Abstract

Partial or complete tearing of skeletal muscle occurs both in acute muscle injury and in some pathological muscle conditions. Despite the impact of such tearing on normal muscle function, few studies have examined the site or mechanism of muscle injury at cellular or subcellular levels of organization. The present study determines the ultrastructural location and mechanical conditions of tensile failure in normal mouse extensor digitorum longus muscles. All of these muscles failed near a myotendinous junction (MTJ), but within the muscle fibers, in a transverse plane coincident with the edge of an A-band. The breaking stress averaged 5.71 x 10(5) N/m2 for muscles stimulated tetanically during lengthening, and 5.01 x 10(5) N/m2 for unstimulated muscles. Breaking strain averaged 135%, and showed no dependence on the state of activation of the muscle.

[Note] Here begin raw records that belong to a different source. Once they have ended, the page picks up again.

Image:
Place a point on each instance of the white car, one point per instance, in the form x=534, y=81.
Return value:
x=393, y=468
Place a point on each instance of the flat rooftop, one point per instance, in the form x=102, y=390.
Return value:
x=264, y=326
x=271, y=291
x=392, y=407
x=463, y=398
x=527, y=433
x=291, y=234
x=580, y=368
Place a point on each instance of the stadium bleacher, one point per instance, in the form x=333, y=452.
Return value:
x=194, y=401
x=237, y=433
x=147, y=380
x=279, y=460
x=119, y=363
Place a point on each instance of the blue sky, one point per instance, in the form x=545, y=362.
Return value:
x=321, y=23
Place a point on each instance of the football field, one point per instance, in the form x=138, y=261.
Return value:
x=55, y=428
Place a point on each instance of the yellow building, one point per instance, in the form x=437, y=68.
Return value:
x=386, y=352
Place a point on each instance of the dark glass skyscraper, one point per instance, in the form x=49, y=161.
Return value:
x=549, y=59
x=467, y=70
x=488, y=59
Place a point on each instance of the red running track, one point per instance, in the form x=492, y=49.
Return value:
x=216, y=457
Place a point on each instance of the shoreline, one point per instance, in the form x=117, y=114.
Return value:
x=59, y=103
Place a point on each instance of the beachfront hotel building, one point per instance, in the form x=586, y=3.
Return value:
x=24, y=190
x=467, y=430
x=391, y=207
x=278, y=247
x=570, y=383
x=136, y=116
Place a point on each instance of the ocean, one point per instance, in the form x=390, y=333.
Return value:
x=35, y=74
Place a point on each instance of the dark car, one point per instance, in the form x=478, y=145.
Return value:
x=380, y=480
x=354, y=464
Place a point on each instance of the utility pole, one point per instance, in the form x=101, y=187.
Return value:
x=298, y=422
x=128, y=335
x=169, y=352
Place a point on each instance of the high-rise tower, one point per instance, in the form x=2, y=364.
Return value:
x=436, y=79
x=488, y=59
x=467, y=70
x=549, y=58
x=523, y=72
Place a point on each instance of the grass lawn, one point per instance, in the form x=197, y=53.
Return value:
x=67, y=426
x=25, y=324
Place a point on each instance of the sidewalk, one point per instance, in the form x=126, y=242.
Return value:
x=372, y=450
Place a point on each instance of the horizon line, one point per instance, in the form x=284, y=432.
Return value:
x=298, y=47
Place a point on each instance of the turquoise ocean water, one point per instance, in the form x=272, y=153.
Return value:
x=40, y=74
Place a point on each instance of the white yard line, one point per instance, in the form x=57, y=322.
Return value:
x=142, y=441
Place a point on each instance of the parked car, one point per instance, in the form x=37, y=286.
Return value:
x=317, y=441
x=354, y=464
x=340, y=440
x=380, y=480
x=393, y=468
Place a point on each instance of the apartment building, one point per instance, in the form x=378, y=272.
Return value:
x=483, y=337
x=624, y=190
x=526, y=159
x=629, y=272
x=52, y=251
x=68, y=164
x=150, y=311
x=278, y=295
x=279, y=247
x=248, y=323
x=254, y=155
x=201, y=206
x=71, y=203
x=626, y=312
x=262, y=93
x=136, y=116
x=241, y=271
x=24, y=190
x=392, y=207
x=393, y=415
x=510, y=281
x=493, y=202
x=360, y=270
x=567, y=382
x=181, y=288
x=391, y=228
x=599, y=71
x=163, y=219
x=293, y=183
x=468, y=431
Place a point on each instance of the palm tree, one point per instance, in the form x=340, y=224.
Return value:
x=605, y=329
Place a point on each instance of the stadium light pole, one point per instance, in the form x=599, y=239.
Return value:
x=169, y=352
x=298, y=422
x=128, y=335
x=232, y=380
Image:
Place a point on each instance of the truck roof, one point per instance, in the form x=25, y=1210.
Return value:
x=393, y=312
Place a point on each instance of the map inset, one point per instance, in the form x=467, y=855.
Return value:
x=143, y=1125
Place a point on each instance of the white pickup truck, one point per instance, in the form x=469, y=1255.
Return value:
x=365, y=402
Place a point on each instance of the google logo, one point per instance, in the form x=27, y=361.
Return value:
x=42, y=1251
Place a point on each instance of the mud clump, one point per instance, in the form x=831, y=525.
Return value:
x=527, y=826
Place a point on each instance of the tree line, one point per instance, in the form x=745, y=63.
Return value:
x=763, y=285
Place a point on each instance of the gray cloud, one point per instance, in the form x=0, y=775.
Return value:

The energy absorbed by each muscle averaged 362.5 mJ/g in unstimulated muscle, and 613.2 mJ/g in the stimulated samples. In addition to the failure properties of normal muscle, the effect of dystrophin deficiency on the site and conditions of failure was determined using muscle from mdx mice, which lack dystrophin. The absence of dystrophin had no detectable effect on the stress, strain, or energy absorbed, regardless of the state of muscle activation. Unstimulated mdx muscle failed in the plane of an A-band, but tetanic stimulation produced failure in the reticular lamina of the tendon, just external to the MTJ, in 75% of the fibers in the mdx muscles. Although dystrophin's cytoplasmic location makes it unlikely that this unique mode of failure is due directly to the absence of the protein, failure in the reticular lamina may result from a difference in load distribution that accompanies the response of mdx muscle to dystrophin deficiency.